A byłeś taki twardy w stosunku to U2. Ciągle powtarzałeś: NIe. Nie! NIE. NIE! nie. NiE. niE. nIE. NiE! nie. Nie. NIE!!! nIE! nie. NIE! nie. NiE. niE. nIE. NiE! nie. Nie. NIE!!! nIE! nie. NIE!!! nIE! nie. Nie. NIE!!! nIE! nie. NIE! nie. Nie. NIE!!! nIE! nie. NIE! nie. NiE. niE. nIE. NiE! nie. Nie. NIE!!! nIE! nie. NIE!!! nIE! nie. Nie. NIe. Nie! NIE. NIE! nie. NiE. niE. nIE. NiE! nie. Nie. NIE!!! nIE! nie. NIE! nie. NiE. niE. Nie. NIE!!! nIE! nie. NIE! nie. NiE. niE. nIE. NiE! nie. Nie. NIE!!! nIE! nie. NIE!! NIe. Nie! NIE. NIE! nie. NiE. niE. nIE. NiE! nie. Nie. NIE!!! nIE! nie. NIE! nie. NiE. niE. nIE. NiE! nie. Nie. NIE!!! nIE! nie. NIE!!! nIE! nie. Nie. NIE!!
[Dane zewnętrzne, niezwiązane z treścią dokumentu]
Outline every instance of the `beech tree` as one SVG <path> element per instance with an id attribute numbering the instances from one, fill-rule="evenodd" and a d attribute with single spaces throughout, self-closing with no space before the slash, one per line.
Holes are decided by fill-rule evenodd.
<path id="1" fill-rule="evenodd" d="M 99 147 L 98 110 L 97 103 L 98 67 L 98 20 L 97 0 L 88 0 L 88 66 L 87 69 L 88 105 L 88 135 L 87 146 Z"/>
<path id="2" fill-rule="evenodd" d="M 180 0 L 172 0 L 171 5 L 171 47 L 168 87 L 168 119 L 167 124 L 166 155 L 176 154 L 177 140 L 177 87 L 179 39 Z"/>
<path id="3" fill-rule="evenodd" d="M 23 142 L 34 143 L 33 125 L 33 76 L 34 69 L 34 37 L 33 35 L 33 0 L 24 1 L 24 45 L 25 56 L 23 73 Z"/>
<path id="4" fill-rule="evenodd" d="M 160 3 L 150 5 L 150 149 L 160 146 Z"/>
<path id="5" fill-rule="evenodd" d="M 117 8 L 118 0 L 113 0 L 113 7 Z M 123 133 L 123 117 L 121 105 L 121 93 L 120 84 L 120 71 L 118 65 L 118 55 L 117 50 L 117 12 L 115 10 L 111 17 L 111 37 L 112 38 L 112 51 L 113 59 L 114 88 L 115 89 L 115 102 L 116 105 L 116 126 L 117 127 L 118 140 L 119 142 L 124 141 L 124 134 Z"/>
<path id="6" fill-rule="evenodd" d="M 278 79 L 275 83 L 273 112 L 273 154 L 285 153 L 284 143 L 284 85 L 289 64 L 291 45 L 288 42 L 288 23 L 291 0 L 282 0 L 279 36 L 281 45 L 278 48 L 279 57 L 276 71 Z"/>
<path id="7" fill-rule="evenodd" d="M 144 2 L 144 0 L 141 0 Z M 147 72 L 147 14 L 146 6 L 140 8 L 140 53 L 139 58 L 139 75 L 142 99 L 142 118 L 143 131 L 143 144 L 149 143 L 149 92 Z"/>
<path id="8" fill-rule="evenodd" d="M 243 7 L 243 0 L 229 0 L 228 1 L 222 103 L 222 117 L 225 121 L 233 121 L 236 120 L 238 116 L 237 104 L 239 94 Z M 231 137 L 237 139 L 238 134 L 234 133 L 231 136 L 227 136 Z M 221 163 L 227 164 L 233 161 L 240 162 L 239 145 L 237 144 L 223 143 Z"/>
A teraz? Chyba już Cię nie szanuję...
:P:P:P
-Zazdroszczę Ci tego Sin(g)Stara. Mi musi wystarczyć szczotka do włosów :P
-Torby rzeczywiście są wygodniejsze, ale czasem mniej pojemne :P
Happy New Year! :]
Singstara w marcu jak moi rodzice wyjadą pewnie będziesz miała okazję doświadczyć:P Ale nie przerywaj treningów ze szczotką:P
No ja jestem dopiero po moich pierwszych doświadczeniach z torbami:P i póki co jeszcze miejsca mi nie brakuje:)
Happy New Year tobie też:>
Jej, chyba oglądam za dużo seriali... Przeczytałem "Happy New Earl" :P.